Но ни завтра, ни в последующие дни, я так и не удостоил должным вниманием собственное здоровье. Оставшись один, я лишь посовещался с зеркалом, чтобы удостовериться, действительно ли всё так плохо. Кожа и вправду имела нездоровый бледный оттенок, от того, что неделями не ощущала прикосновения солнечных лучей. Утратили свой полнокровный оттенок и тонкие сухие губы. Спутавшиеся тёмные волосы отросли настолько, что почти полностью прятали под собой равнодушное выражение притупившихся пепельных глаз и хмурость густых бровей. Можно ли было назвать меня привлекательным, или же я был уродлив в своей болезненности?
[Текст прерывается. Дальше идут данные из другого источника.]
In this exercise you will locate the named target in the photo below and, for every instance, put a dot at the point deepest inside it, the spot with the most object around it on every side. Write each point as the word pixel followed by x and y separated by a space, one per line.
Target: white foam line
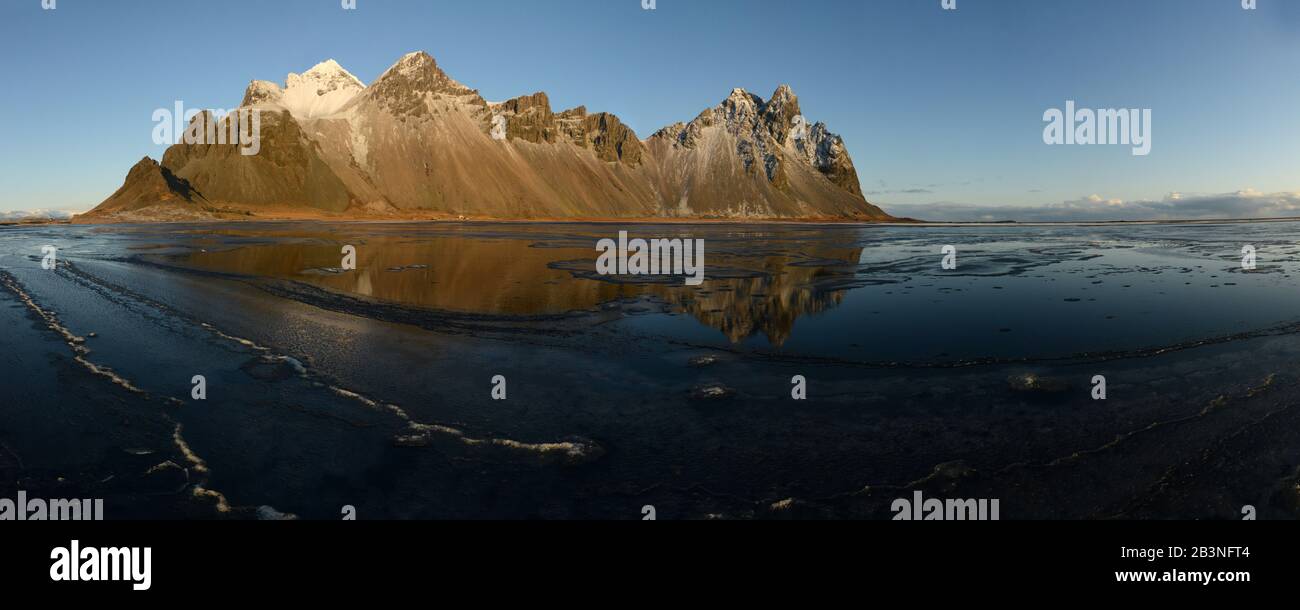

Взгляду художника привычно ощупывать лица других людей, угадывать линии черепа, будто на слепке, наблюдать за плывущим движением мышц. Пульсация жилок и тонких вен на висках и на лбу, растительность, поры, текстура поверхности кожи – юной, упругой или же дряблой от старости. Трещины и морщины, родинки, шрамы и бородавки – тысячи слов и страниц в этой книге, что пишется без конца. Сколько глав в нашей жизни, столько и перемен. Даже смерть, будто толстая корка, захлопнувшись по прочтении, демонстрирует что-то новое. Но собственную рукопись прочесть я был не в силах. Читатель и автор различны в оценке текста, так же и для меня, лицо в зеркале было не тем, что могли видеть чужие глаза. Преломляясь не только в серебряной поверхности, но и сквозь мнение о самом себе, моё отражение было разным даже в течение суток, в зависимости от того, был ли я весел или подавлен. Уверен, что переменчивый образ со дна этого зеркала, встретившись с тем, что живёт во взгляде Эми, прошёл бы мимо, не узнав его и даже не замедлив шаг.
Холодная вода, стекая по щекам, прервала ход этих бесплодных мыслей, и я наконец вернулся в пустую гостиную. Старое кресло почти не издало ни скрипа под таким несущественным весом моего исхудавшего тела. Письмо снова оказалось в моих руках, вращаясь в них так, чтобы глаза смогли внимательно рассмотреть конверт со всех сторон. Значит, отец Эми позволил ей распорядиться им по своему усмотрению? Нужно будет обязательно поблагодарить мистера Ламберта при следующей нашей встрече. Я и правда давно не навещал их. С трудом даже мог вспомнить, когда это было в последний раз. Как нередко случалось в минуты праздности и тоски, подобным этой, в моей памяти стали всплывать картины прошлого, рисующие то, что связывало меня с Эми и её семьёй.